If you are looking to sell your home, and it has been on the market for sometime, should you rent? The first thing is to look at why has your home not sold. That may alleviate the need to rent.
If you decide that with your particular situation that renting is the best option to take, there are a number of things to consider before putting the for rent sign on the lawn.
Any home or other residential unit that is being rented out needs to have some sort of lease agreement that the renter signs. Without this option the owner has no recourse if something should happen. A lease provides the tenant rules that they must abide by and the responsibilities that they are in charge of. This includes utilities, property damage, lawn maintenance, and the all important pet issue.
It can be wise to employ a professional real estate agent familiar with rental units for assistance. If not a real estate agent then a real estate lawyer would be a good bet. When you are leasing your home, you are taking certain risks that need to be covered in the lease. Repair costs may be a critical issue in leasing. Not all tenants will care for the home like it is their own. You need to determine when the rent is due and what the consequences of late payments are. Timing may be an issue if the owner is paying a mortgage on two separate homes.

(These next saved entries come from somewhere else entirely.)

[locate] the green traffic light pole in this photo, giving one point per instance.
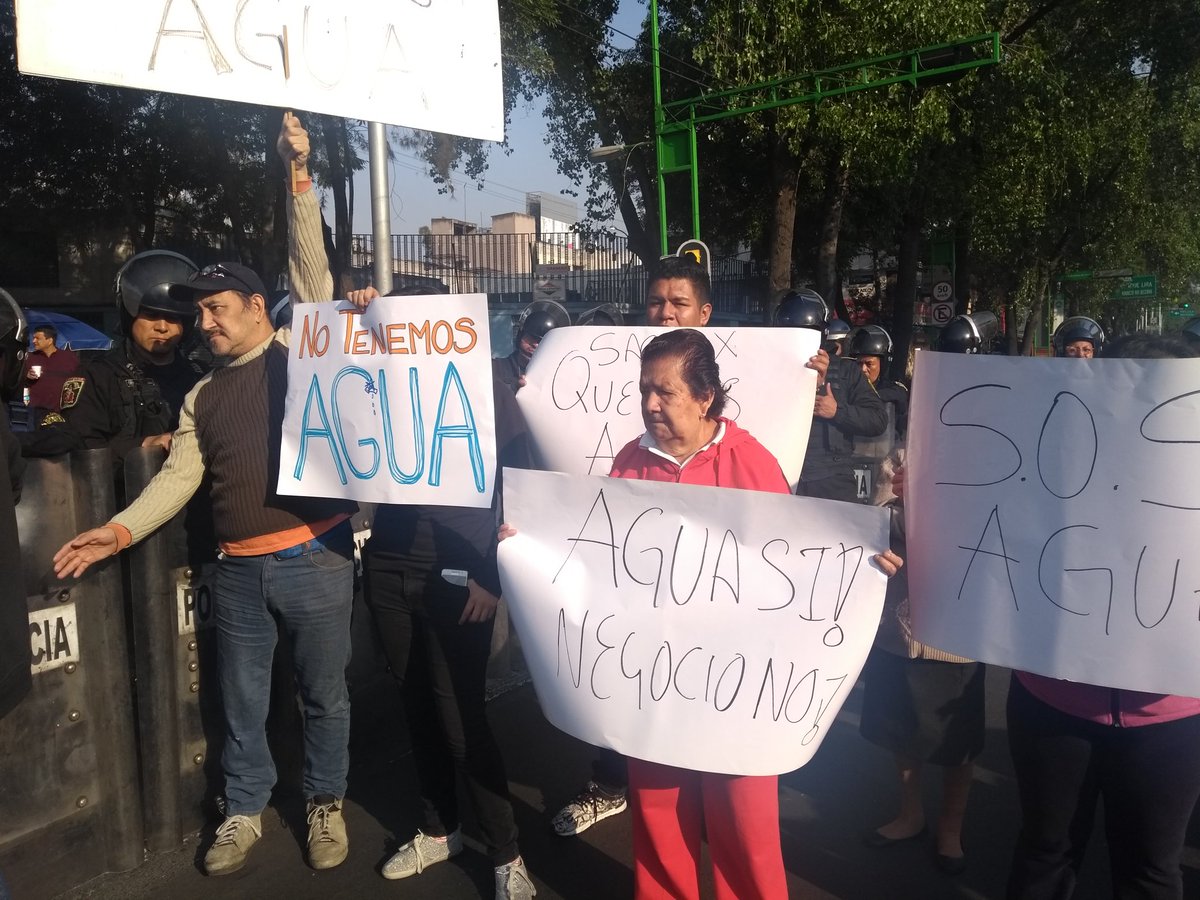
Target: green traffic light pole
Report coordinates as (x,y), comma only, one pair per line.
(675,124)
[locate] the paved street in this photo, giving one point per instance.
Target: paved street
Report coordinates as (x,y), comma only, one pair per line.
(849,787)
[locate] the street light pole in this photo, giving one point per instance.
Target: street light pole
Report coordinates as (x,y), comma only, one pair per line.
(381,217)
(657,72)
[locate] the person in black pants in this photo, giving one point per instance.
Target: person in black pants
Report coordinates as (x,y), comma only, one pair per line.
(432,586)
(1075,743)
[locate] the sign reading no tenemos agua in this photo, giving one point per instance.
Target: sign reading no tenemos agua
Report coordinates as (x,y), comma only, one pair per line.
(394,405)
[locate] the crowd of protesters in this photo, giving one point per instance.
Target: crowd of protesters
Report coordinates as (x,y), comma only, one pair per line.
(432,586)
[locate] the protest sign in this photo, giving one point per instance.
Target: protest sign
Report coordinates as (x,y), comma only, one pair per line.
(1053,515)
(394,405)
(424,64)
(706,628)
(582,402)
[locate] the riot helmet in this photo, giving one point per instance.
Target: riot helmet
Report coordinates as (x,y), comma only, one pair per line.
(837,333)
(143,283)
(606,316)
(969,334)
(13,345)
(1075,329)
(871,341)
(802,309)
(540,317)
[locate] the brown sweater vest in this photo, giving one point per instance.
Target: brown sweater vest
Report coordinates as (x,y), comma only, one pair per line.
(239,419)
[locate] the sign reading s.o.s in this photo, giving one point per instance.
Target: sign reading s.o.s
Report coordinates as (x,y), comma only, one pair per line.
(53,637)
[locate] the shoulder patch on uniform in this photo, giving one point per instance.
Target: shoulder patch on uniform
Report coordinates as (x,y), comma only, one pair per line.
(71,390)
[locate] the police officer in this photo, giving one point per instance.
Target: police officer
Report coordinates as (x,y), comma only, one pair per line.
(969,334)
(1078,337)
(15,681)
(537,319)
(871,347)
(846,407)
(131,396)
(1191,330)
(606,316)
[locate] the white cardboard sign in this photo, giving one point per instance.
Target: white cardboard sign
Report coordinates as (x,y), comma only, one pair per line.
(1053,513)
(706,628)
(424,64)
(394,405)
(582,405)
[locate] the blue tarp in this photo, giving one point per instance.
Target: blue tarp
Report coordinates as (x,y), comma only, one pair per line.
(73,335)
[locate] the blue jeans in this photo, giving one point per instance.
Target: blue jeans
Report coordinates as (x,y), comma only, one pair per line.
(310,598)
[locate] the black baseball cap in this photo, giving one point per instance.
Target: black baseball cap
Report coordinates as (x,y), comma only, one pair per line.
(219,277)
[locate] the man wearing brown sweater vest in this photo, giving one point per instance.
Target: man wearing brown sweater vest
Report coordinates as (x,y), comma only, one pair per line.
(283,558)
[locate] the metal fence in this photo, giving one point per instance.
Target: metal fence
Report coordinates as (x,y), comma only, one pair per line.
(509,267)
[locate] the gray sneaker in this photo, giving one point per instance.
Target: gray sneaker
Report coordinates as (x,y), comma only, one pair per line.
(234,839)
(420,853)
(591,807)
(328,844)
(513,882)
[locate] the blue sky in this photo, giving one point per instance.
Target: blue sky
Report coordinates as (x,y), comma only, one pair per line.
(529,167)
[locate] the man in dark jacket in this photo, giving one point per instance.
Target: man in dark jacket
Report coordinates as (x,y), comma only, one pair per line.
(15,673)
(131,396)
(846,407)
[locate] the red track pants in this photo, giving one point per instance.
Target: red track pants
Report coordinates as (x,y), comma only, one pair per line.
(741,815)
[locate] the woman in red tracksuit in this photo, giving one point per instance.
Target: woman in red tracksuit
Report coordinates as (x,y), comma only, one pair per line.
(687,442)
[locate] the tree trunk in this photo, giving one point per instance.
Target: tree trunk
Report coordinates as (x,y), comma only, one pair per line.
(275,213)
(642,233)
(785,185)
(837,185)
(904,299)
(963,264)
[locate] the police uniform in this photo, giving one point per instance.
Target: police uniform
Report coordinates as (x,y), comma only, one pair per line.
(508,370)
(829,461)
(895,394)
(117,402)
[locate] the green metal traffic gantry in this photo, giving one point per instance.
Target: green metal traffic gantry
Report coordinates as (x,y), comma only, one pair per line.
(675,123)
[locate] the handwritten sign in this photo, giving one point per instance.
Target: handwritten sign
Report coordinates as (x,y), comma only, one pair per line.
(1053,513)
(697,627)
(391,406)
(582,402)
(424,64)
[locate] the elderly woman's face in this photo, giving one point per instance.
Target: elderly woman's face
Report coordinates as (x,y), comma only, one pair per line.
(673,415)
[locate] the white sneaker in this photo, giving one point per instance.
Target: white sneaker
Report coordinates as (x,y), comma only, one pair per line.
(420,853)
(328,844)
(513,881)
(234,839)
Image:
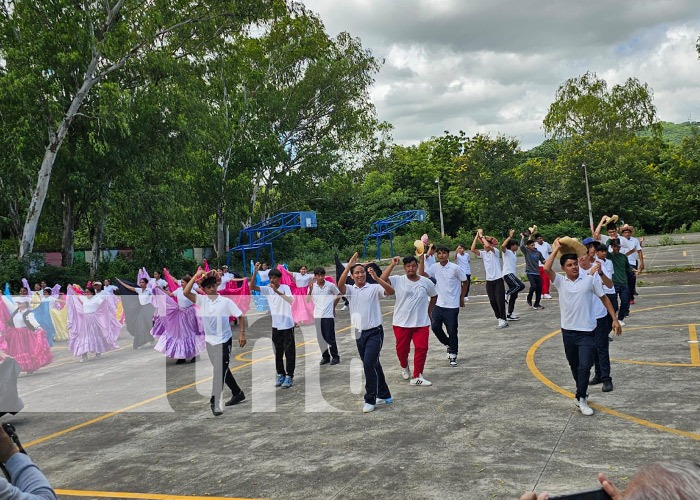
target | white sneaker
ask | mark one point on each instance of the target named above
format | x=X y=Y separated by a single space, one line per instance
x=583 y=406
x=420 y=381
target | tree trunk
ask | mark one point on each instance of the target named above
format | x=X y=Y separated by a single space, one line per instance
x=68 y=231
x=55 y=140
x=96 y=244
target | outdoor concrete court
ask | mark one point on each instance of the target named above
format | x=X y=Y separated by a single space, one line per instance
x=501 y=423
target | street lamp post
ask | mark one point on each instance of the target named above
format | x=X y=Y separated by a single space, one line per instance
x=442 y=222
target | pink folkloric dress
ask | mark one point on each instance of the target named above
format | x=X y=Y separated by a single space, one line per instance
x=92 y=324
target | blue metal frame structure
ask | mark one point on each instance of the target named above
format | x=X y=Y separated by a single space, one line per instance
x=387 y=227
x=261 y=234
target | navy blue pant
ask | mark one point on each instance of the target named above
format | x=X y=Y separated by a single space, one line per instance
x=325 y=334
x=602 y=342
x=369 y=345
x=580 y=348
x=535 y=288
x=285 y=350
x=448 y=317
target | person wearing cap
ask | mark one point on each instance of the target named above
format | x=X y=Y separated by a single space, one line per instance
x=495 y=288
x=577 y=290
x=631 y=247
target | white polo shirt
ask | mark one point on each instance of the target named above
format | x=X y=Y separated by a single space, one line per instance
x=463 y=262
x=575 y=301
x=492 y=264
x=280 y=309
x=545 y=249
x=448 y=283
x=412 y=299
x=302 y=280
x=365 y=311
x=215 y=315
x=510 y=261
x=608 y=270
x=323 y=298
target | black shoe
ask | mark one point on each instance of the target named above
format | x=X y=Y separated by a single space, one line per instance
x=237 y=398
x=215 y=408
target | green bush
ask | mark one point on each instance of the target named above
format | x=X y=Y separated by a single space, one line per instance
x=666 y=240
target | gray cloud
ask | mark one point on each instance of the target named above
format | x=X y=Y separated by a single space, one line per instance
x=495 y=66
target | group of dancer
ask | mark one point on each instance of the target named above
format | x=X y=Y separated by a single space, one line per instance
x=182 y=318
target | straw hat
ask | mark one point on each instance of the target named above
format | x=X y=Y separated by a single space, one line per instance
x=571 y=245
x=608 y=220
x=420 y=247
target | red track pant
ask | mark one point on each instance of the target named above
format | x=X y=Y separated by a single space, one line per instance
x=420 y=336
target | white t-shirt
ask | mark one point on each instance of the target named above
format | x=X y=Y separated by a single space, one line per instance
x=323 y=298
x=463 y=263
x=302 y=280
x=608 y=270
x=575 y=301
x=631 y=244
x=492 y=264
x=412 y=299
x=280 y=309
x=510 y=261
x=365 y=311
x=215 y=315
x=448 y=282
x=545 y=249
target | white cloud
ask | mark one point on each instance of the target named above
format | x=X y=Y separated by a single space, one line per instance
x=495 y=66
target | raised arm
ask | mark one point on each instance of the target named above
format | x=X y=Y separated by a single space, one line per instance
x=477 y=237
x=346 y=271
x=388 y=289
x=504 y=245
x=130 y=288
x=252 y=284
x=387 y=272
x=187 y=292
x=550 y=261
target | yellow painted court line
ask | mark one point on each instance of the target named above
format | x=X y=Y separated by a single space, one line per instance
x=142 y=496
x=530 y=360
x=150 y=400
x=694 y=348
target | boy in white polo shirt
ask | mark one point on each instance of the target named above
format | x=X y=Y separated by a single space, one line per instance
x=215 y=311
x=280 y=299
x=325 y=296
x=415 y=300
x=578 y=322
x=366 y=318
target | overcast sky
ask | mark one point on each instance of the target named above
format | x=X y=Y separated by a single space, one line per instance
x=493 y=66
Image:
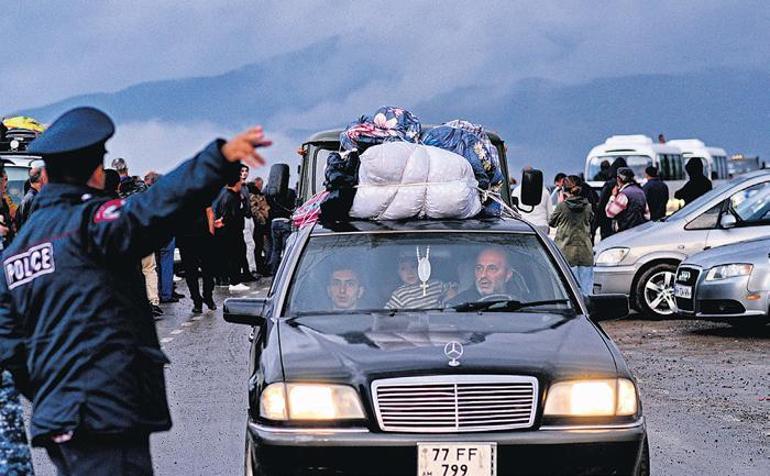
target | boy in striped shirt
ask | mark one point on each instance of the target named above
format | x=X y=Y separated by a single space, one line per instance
x=413 y=294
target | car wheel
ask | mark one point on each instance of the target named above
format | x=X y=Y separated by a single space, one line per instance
x=248 y=461
x=644 y=462
x=655 y=291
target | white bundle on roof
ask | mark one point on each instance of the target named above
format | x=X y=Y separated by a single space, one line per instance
x=398 y=180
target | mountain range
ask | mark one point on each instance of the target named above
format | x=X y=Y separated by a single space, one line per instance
x=547 y=124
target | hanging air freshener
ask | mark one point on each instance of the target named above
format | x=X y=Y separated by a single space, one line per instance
x=423 y=269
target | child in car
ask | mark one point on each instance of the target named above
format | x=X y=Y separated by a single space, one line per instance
x=415 y=293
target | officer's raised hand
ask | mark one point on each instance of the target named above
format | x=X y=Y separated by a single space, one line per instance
x=243 y=147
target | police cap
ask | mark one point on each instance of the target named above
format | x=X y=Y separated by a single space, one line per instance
x=76 y=129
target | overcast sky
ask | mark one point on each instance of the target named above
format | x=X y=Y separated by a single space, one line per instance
x=56 y=49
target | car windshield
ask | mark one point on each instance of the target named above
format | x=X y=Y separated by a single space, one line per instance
x=637 y=162
x=391 y=272
x=703 y=199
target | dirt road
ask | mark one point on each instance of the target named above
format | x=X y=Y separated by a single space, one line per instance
x=706 y=393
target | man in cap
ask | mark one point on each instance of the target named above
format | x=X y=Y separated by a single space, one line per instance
x=76 y=331
x=130 y=185
x=628 y=205
x=37 y=180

It is important in any lease to determine what the tenant may and may not do without your written approval. Further, what the costs will be for such items that are done without your approval. If landscaping is an issue, either hiring a professional landscape company to care for the property or specific written clauses indicating what is necessary and what is allowed on the property is an important issue to remember. Just because you tended the roses everyday to make them bloom in all the splendor they do, does not mean that a tenant will have any interest in doing so.
Damage due to negligence of the tenant, need to be laid out in very specific terms. If the tenant puts a hole in the wall with a piece of furniture and never reports it so that when you come to inspect the property the entire wall needs to be replaced needs to be written out.
As ridiculous as it sounds, there needs to be a clause in the lease regarding illegal activities. If you do not specifically state that no illegal activities be conducted from your property you could endanger the ownership of the property. In many cases of illegal activities properties are seized assets. Without this clause you could in effect loose all rights to the property.
If you are planning on offering your property for sale, it is not recommended that you lease the property out. It is better to have a professional real estate agent manage the property for you if you are unable to be at the location on a regular basis. For the best answers to your leasing options it is always best to contact your local professional real estate agent or a real estate lawyer.